Mr. Lobo lo miraba muy atento con los ojos abiertos en perfecto círculo casi sin parpadear, sus manos sostenían apenas los naipes, tal vez porque presentía que algo podía interrumpir su noche de triunfo, por un momento se le ocurrió que de nuevo habría que salir pensando en el siguiente viernes donde tal vez con un poco de suerte.... Mendoza supo todo eso, lo pudo saber solo con mirar al viejo a los ojos, en algún momento sintió lástima por él, después tomó entre sus dedos la carta que había estado reservando para asestar el golpe final, espero un momento, y luego de dudar un poco, la incorporó nuevamente a su juego y suspiro diciendo:
-Lo he perdido todo
Lobo se quedó callado, sus temores se dispersaron y supo que la noche había terminado para bien.
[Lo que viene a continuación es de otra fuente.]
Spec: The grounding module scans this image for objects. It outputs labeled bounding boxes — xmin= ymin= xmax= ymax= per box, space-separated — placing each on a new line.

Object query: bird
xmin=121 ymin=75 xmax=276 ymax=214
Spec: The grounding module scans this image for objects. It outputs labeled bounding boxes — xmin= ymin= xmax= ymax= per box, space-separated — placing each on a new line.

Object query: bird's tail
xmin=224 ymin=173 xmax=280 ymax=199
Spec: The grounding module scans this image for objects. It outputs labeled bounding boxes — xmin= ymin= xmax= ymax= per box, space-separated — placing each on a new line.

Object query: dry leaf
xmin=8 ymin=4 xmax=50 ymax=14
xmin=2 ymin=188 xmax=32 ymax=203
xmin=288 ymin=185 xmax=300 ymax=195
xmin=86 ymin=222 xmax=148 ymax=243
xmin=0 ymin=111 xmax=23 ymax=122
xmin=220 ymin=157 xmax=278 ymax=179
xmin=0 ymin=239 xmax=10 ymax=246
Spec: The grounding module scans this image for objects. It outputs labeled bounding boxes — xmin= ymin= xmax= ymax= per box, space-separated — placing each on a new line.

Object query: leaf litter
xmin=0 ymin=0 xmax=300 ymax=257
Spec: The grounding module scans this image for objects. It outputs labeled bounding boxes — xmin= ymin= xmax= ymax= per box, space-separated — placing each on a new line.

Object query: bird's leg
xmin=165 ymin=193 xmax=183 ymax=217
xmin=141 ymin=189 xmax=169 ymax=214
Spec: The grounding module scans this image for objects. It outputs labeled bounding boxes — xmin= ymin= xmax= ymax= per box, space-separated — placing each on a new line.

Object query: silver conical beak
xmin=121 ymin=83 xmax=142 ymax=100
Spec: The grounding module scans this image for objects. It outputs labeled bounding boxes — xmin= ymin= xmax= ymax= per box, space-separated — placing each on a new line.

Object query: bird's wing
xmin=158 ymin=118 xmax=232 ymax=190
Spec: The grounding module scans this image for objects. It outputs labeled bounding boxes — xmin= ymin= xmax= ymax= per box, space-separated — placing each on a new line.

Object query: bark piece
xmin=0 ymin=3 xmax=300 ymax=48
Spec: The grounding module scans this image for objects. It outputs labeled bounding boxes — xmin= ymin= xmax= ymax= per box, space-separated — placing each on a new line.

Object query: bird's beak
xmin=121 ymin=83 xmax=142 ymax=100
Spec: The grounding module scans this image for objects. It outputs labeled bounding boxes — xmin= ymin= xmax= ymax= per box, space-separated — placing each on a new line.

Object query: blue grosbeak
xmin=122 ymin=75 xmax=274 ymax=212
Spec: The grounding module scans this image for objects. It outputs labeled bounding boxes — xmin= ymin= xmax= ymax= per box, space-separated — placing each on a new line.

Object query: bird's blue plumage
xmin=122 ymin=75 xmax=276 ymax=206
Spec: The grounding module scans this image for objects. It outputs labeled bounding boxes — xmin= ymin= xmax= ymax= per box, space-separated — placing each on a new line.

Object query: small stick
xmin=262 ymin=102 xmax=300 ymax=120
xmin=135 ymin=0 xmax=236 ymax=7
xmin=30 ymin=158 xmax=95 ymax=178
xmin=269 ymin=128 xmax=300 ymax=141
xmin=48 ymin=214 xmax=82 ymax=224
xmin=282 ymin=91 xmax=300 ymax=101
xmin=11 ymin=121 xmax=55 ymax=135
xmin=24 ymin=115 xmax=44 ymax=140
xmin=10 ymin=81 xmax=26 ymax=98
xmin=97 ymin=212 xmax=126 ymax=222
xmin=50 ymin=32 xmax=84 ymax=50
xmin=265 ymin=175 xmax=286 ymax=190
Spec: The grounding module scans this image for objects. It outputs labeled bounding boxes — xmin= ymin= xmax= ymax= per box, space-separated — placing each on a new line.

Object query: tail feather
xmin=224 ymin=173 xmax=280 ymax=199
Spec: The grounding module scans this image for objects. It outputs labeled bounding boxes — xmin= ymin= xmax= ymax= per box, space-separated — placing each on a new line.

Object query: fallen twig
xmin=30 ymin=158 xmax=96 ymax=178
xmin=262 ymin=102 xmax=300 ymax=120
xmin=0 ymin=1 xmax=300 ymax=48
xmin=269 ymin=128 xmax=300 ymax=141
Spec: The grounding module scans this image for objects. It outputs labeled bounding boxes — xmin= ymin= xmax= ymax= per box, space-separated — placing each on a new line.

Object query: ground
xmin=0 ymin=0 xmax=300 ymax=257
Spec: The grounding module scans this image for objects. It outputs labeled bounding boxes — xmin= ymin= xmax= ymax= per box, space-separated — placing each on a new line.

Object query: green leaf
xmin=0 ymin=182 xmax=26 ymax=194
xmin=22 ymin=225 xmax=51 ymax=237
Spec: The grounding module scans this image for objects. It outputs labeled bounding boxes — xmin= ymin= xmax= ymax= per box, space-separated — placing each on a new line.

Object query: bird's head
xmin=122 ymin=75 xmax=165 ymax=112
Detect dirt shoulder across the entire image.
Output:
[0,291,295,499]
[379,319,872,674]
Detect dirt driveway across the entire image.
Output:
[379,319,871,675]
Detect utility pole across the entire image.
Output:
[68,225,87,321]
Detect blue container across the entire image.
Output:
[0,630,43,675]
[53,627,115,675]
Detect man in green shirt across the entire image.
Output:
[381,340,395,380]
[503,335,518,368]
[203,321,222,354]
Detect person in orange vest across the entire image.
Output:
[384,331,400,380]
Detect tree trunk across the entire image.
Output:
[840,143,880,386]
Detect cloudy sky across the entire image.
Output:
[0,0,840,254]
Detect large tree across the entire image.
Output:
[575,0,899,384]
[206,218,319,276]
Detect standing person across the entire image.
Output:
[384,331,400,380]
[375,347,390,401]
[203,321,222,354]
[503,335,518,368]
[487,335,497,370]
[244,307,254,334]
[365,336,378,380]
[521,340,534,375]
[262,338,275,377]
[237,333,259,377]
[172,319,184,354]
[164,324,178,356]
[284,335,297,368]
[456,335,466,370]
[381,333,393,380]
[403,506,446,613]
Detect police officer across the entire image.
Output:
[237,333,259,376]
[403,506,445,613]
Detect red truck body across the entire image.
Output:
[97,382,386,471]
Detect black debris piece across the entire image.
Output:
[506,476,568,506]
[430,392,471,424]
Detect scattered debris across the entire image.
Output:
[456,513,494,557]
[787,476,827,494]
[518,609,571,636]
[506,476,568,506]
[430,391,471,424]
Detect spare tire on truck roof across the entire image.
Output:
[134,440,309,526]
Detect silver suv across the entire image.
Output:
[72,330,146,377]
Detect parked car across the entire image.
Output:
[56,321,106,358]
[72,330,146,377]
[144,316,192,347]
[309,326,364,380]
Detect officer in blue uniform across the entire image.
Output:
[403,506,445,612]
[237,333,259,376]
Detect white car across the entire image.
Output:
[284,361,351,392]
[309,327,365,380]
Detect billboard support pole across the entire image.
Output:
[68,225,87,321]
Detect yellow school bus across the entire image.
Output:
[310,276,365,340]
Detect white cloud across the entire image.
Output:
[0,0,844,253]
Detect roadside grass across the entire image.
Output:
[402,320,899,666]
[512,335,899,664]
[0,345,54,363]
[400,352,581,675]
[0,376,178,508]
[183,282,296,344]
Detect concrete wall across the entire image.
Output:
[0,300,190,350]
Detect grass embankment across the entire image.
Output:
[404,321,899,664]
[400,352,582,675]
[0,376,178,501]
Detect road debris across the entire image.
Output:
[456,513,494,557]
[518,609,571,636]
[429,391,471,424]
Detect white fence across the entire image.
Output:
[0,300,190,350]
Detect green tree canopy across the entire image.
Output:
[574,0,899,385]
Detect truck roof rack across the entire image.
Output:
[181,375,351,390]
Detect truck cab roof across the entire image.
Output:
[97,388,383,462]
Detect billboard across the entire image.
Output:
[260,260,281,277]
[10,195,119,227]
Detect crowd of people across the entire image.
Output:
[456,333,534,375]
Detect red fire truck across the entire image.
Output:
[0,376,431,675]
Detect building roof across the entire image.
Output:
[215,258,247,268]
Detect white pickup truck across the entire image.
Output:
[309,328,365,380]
Con un gesto de alivio bajó su juego y esperó a que Mendoza hiciera lo mismo, sólo que éste lo bajó con sus cartas volteadas, todas iguales, como ocultando la vergüenza del que pierde en casa.
-Ha sido un buen juego -dijo muy apresurado Mendoza mientras se ponía de pie. -Yo mismo iré por los papeles para que arreglemos esta misma noche todo lo que haya que firmar, usted no se mueva de aquí.
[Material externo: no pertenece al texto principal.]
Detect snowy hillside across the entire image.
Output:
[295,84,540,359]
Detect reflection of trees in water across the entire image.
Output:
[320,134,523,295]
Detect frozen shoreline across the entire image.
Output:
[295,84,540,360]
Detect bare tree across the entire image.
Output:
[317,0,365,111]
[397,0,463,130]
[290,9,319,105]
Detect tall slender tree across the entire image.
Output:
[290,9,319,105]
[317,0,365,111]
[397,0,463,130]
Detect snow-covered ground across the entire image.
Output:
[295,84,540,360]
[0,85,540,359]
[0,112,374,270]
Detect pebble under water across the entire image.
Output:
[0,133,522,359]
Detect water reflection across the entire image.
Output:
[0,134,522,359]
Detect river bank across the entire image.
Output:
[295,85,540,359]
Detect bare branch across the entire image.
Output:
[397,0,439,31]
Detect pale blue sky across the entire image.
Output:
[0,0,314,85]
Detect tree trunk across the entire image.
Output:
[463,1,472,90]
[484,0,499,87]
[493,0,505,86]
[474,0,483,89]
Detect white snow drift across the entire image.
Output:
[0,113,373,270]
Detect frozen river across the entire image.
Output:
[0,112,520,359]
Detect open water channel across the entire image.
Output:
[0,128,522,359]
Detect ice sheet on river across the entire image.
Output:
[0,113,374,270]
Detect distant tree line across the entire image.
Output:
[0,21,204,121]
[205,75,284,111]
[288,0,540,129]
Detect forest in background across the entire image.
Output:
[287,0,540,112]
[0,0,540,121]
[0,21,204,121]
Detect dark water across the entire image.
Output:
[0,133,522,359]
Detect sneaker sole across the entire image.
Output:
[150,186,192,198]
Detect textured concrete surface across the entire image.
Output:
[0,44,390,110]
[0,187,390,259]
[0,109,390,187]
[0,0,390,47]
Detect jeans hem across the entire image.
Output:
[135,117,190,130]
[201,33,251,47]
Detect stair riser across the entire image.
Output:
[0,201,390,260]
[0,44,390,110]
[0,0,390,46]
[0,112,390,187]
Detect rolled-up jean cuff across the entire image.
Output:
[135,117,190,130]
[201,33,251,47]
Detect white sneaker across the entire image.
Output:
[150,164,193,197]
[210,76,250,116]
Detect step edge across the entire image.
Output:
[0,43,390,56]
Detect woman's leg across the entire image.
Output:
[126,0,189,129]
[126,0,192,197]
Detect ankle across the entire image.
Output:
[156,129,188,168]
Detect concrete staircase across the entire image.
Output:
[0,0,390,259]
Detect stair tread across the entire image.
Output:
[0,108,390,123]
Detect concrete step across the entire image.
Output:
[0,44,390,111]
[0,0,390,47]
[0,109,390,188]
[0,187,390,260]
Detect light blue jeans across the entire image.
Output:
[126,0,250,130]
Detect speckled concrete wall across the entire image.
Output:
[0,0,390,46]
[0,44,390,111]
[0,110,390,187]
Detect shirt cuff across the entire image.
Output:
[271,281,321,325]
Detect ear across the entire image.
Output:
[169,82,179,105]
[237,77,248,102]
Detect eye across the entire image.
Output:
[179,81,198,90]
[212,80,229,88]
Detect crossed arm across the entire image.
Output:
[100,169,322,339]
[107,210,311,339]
Así fue como Mendoza salió con rapidez dejando a Mr. Lobo estupefacto sobre la mesa. Casi no podía creerlo, no es que fuera el dinero, era solo que el golpe de suerte llegó a tiempo, que por una vez en su vida había podido cambiar el curso de los acontecimientos, era que ahora sabía la forma de evadir las pequeñas trampas y que a partir de hoy ya no tendría que soportar las miradas burlonas que agobiaban siempre al perdedor del Sunrise, era que al salir del casino las posibilidades de cambiar eran infinitas.
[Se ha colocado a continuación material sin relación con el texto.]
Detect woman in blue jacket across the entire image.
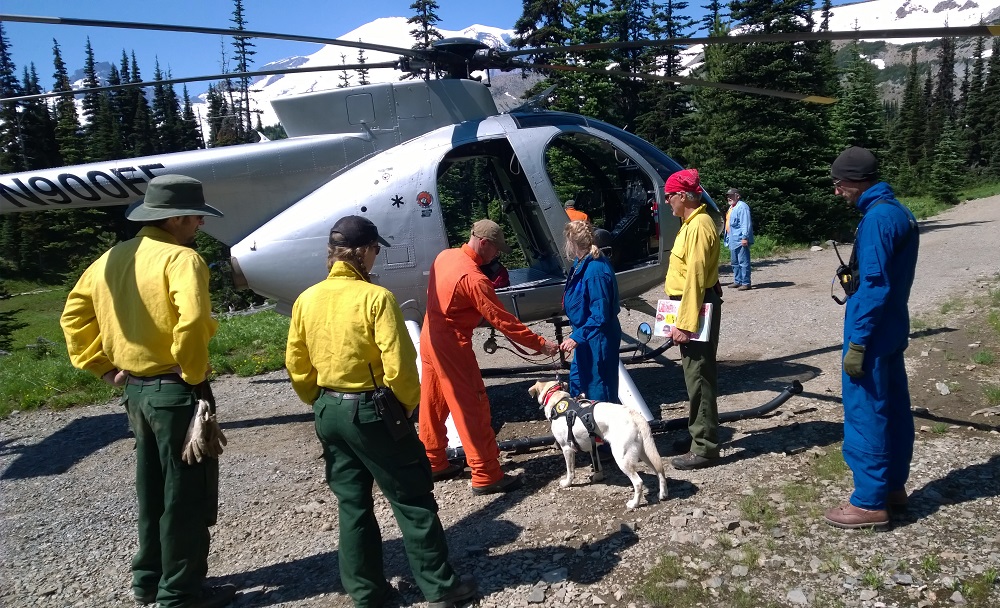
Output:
[560,220,622,402]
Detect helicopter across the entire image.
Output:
[0,15,995,426]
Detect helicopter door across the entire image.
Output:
[438,139,565,288]
[545,131,660,271]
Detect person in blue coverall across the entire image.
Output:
[825,146,920,529]
[723,188,753,291]
[559,220,622,403]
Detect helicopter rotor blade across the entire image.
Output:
[0,61,397,103]
[521,63,837,104]
[0,14,424,57]
[498,25,1000,57]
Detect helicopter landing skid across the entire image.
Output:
[447,380,802,460]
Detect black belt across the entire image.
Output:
[125,374,187,386]
[321,387,375,401]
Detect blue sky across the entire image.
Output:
[0,0,860,94]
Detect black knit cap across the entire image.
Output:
[830,146,878,182]
[330,215,390,247]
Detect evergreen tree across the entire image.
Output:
[0,23,27,173]
[926,38,957,158]
[125,52,158,156]
[928,119,964,205]
[358,46,371,85]
[692,0,849,241]
[232,0,257,142]
[337,53,351,89]
[406,0,444,80]
[181,85,204,150]
[636,0,695,164]
[833,43,885,156]
[983,38,1000,176]
[153,60,184,154]
[52,40,87,165]
[962,37,990,168]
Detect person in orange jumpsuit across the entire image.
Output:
[563,199,590,222]
[420,220,559,494]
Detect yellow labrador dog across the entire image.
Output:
[528,381,667,509]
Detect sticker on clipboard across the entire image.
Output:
[653,300,712,342]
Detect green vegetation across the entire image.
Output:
[0,281,288,419]
[739,488,778,527]
[959,568,997,608]
[920,553,941,577]
[861,568,885,590]
[208,311,288,376]
[972,350,996,365]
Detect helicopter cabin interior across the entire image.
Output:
[438,132,659,289]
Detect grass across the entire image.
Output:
[861,568,885,590]
[972,350,996,365]
[960,568,997,608]
[920,553,941,577]
[0,281,288,419]
[739,488,778,527]
[983,384,1000,407]
[208,310,288,376]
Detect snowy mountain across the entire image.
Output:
[193,17,520,125]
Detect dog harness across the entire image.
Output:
[549,389,602,452]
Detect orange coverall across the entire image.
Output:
[420,245,545,487]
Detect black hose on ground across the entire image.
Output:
[447,380,802,460]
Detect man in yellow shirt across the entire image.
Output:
[285,215,477,608]
[60,175,236,608]
[663,169,722,470]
Mr. Lobo no dejó de pensar en como sería su nueva vida. Esperó largo tiempo pero Mendoza no regresó, sus cartas permanecían volteadas y Mr. Lobo se dejó vencer por la curiosidad, por esas ganas de retroceder el tiempo y pensar en Mendoza, en el momento justo en que Mendoza miró el juego de Lobo y después voltear una a una las cartas y sentir un escalofrío porque sobre la mesa Mendoza jugaba con un poker de ases, dejarse atrapar por el silencio y recordar los gritos en el salón y el gesto de Santibáñez queriendo decirle algo, luego la mirada de un niño negro que lo odia, Mendoza que lo ha perdido todo y un bote esperando en el puerto con la luna más roja que nunca, tal como en los grandes acontecimientos. Recordó en un instante los inicios, cuando de joven adquirió nuevas tierras para la finca y el apellido Lobo empezó a sonar en toda la isla. Julio Lobo había prosperado como nadie en la región y hacía ya tanto tiempo que no sabía nada de ese otro mundo del que se hablaba en los diarios, y que hoy esta noche conseguía alcanzarlo justo en una mesa del Sunrise donde la suerte se quedaba esperando una vez más a que tomara la dirección correcta. Afuera tampoco se hablaba nada, la luna se iba ocultando y tan solo el viento recorría la ciudad silenciando todo a su paso, como queriendo ocultar la marcha de un puñado de rabia que bajaba imponente desde las montañas.